John Dalli had his case against the European Commission thrown out by the European Court of Justice after it ruled against his claim of unfair dismissal.

In a two-page judgment, the ECJ found that Mr Dalli had “resigned voluntarily” from European health commissioner in 2012 and ruled that his case was “inadmissible”.

The court also rejected Mr Dalli’s claim for compensation.

Last night he said he was considering an appeal.

The case goes back to October 2012 when former European Commission President José Manuel Barroso confronted Mr Dalli with the conclusions of an investigation by OLAF, the EU’s anti-fraud agency.

OLAF had implicated Mr Dalli in a case of alleged bribery to change EU tobacco legislation and lift a ban on snus, an oral tobacco.

The investigation established there was circumstantial evidence to suggest that Mr Dalli knew that his former canvasser and Sliema restaurateur Silvio Zammit had asked for €60 million from Swedish Match, a Swedish tobacco firm, and snus lobbyists.

Mr Zammit was subsequently charged by the police in Malta with trading in influence and bribery.

Mr Dalli has repeatedly claimed the OLAF investigation was a fraud and denied any wrongdoing.

He subsequently took the European Commission to court for unfair dismissal, adding he was not even given enough time to rebut the conclusions of the report.

Mr Dalli claimed during the meeting Mr Barroso asked for his resignation and asked the ECJ to annul the alleged oral request.

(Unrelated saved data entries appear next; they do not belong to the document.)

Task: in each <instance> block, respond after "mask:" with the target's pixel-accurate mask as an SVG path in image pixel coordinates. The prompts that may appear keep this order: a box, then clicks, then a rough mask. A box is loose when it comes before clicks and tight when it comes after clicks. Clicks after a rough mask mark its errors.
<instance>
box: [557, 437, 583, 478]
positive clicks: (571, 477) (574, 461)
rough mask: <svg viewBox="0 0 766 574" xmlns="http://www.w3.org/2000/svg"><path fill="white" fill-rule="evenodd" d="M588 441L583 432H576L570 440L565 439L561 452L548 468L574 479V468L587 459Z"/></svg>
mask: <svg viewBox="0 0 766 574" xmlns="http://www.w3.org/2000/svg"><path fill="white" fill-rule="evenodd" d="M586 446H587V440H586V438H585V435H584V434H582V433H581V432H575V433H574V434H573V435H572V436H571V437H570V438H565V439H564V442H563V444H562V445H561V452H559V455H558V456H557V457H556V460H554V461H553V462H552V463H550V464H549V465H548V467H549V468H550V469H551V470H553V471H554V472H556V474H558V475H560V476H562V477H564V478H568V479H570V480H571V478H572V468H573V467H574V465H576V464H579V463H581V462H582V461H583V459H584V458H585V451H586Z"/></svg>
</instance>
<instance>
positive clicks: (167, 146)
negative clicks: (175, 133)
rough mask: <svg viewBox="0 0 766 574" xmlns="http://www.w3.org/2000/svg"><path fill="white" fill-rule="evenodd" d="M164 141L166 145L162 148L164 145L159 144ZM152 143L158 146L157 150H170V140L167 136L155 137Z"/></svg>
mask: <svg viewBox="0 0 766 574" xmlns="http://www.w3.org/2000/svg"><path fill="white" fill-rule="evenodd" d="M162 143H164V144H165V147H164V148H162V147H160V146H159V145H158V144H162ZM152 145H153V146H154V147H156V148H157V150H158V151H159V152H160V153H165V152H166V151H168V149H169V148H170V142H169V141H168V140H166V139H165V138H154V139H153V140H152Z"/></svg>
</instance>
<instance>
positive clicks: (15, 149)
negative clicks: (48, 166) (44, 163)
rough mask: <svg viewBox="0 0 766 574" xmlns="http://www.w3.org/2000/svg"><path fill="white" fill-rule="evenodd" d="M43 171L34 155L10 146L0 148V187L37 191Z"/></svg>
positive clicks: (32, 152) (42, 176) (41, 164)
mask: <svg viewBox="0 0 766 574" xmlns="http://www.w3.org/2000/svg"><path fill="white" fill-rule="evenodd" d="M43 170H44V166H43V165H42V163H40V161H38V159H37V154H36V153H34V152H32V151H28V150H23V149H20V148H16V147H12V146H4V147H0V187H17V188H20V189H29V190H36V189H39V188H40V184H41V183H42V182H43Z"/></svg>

But Mr Barroso always contended that Mr Dalli resigned voluntarily.

The court concluded that on the basis of testimonies by various European Commission officials who joined the last part of the Barroso-Dalli meeting, and evidence presented before it, that Mr Dalli “had resigned orally”.

But the ECJ also took note of an interview Mr Dalli gave to a Maltese radio station in which he presented his departure from the Commission as a political choice “freely made”.

The ECJ noted Mr Dalli’s words when the journalist suggested that President Barroso had forced him to resign: “I do not stay where I am not wanted.”

“The court finds that Mr Dalli resigned voluntarily, no formal request for his resignation having been made by President Barroso.”

Mr Barroso had in fact decided that Mr Dalli should leave the Commission after not having provided a full and convincing explanation when faced with OLAF’s conclusions. But Mr Barroso had told the court he had accorded Mr Dalli the “political favour” of giving him the opportunity to resign voluntarily.

“President Barroso’s words, however insistent they may have been, did not result in a request to that effect [a formal resignation request according to the powers enjoyed by the President] which was capable of affecting Mr Dalli’s interests by significantly altering his legal situation,” the court said.

The absence of a formal request, which the court had been asked to annul, led the ECJ to dismiss Mr Dalli’s case.

Commenting on the court judgment, Opposition leader Simon Busuttil said yesterday the ECJ did not believe “the conspiracy theories” and reiterated the truth: “The truth was that he [Mr Dalli] resigned.”